Configure the external library in raqsoftConfig.xml. To use Kafka:
<importLibs>
<lib>KafkaCli</lib>
</importLibs>
MySQL source also needs to be configured. Configure the connection information under DB node:
<DB name="mysqlDB">
<property name="url" value="jdbc:mysql://192.168.2.105:3306/raqdb?useCursorFetch=true"/>
<property name="driver" value="com.mysql.cj.jdbc.Driver"/>
<property name="type" value="10"/>
<property name="user" value="root"/>
<property name="password" value="root"/>
…
</DB>
SPL encapsulates the standard JDBC interface. The report can access SPL by configuring the JDBC data source. For example, the configurations of report data sources are as follows:
<Context>
<Resource name="jdbc/esproc"
auth="Container"
type="javax.sql.DataSource"
maxTotal="100"
maxIdle="30"
maxWaitMillis="10000"
username=""
password=" "
driverClassName=" com.esproc.jdbc.InternalDriver "

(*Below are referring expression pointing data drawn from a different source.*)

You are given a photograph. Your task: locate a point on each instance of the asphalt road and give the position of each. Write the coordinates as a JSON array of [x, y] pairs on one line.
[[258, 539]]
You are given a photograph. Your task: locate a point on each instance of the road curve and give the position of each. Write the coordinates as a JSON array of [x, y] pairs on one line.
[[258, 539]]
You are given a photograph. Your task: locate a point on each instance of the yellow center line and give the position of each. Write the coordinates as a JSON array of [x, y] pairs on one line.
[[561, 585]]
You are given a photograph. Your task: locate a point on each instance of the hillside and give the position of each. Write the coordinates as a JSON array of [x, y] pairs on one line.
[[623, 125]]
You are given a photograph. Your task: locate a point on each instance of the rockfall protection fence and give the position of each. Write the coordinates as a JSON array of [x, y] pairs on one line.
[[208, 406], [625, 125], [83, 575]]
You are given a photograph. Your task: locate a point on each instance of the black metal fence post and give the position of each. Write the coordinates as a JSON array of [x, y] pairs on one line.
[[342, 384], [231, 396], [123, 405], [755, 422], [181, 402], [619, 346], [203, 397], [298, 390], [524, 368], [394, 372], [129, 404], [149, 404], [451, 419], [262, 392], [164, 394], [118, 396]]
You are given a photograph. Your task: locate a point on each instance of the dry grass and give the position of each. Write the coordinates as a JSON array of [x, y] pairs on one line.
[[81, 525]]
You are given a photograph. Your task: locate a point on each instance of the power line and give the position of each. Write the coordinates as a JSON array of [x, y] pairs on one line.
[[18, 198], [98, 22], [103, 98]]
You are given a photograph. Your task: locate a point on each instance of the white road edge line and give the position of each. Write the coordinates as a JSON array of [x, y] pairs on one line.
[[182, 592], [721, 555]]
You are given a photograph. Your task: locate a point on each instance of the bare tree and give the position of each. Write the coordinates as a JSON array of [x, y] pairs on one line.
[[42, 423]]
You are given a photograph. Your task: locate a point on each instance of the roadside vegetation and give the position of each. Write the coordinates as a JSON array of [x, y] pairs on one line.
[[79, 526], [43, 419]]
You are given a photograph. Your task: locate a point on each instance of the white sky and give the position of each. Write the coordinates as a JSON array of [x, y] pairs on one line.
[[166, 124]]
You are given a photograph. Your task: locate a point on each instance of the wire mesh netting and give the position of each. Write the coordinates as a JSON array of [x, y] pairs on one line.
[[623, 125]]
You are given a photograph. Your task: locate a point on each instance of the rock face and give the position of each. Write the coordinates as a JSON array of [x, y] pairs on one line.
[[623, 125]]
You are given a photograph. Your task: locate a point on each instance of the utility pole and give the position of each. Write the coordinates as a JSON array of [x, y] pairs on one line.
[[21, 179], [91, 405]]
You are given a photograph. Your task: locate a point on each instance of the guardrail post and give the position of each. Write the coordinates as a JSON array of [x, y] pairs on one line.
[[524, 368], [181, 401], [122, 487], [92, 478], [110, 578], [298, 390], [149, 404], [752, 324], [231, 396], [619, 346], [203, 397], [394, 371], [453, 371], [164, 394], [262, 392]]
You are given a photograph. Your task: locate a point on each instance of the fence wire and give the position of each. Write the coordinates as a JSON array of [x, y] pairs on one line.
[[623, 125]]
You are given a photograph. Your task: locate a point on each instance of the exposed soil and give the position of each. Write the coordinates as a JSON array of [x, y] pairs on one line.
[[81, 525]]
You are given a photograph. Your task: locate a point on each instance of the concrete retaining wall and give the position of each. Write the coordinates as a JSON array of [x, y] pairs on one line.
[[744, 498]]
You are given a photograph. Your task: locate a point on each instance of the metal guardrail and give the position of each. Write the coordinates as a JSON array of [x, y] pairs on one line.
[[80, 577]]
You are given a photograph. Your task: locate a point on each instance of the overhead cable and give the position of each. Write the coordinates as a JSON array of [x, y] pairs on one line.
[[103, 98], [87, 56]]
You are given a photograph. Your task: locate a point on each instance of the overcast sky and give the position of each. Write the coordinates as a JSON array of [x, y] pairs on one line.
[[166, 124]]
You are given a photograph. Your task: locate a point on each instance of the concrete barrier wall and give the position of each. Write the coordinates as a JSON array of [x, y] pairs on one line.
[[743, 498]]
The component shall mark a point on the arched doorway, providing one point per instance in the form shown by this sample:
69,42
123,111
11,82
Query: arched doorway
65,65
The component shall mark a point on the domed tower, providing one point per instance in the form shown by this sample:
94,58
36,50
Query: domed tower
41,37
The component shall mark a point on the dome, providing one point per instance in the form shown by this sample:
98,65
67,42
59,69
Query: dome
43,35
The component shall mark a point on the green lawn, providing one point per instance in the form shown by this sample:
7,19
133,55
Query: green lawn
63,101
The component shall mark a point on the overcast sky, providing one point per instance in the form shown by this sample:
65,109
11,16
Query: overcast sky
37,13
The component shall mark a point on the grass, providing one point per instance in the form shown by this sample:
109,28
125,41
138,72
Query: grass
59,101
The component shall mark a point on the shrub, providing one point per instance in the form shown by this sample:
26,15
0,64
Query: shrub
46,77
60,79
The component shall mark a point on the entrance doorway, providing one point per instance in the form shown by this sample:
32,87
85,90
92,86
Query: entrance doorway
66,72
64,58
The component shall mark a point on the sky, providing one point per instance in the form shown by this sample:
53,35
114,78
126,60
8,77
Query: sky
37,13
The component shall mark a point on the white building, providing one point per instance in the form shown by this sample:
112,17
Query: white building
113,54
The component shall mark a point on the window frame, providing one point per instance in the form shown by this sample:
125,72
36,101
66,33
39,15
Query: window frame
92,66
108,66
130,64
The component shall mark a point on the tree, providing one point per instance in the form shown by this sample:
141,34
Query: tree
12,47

url=" jdbc:esproc:local:// "/>
</Context>
The standard JDBC call is the same as that for an ordinary database, so we will not elaborate further.
Then call the SPL script from the report data set in the way of calling the stored procedure to get SPL’s computing result.
Call the order data computation script realTimeOrder.splx:
call realTimeOrder()
To output the final result set to the report.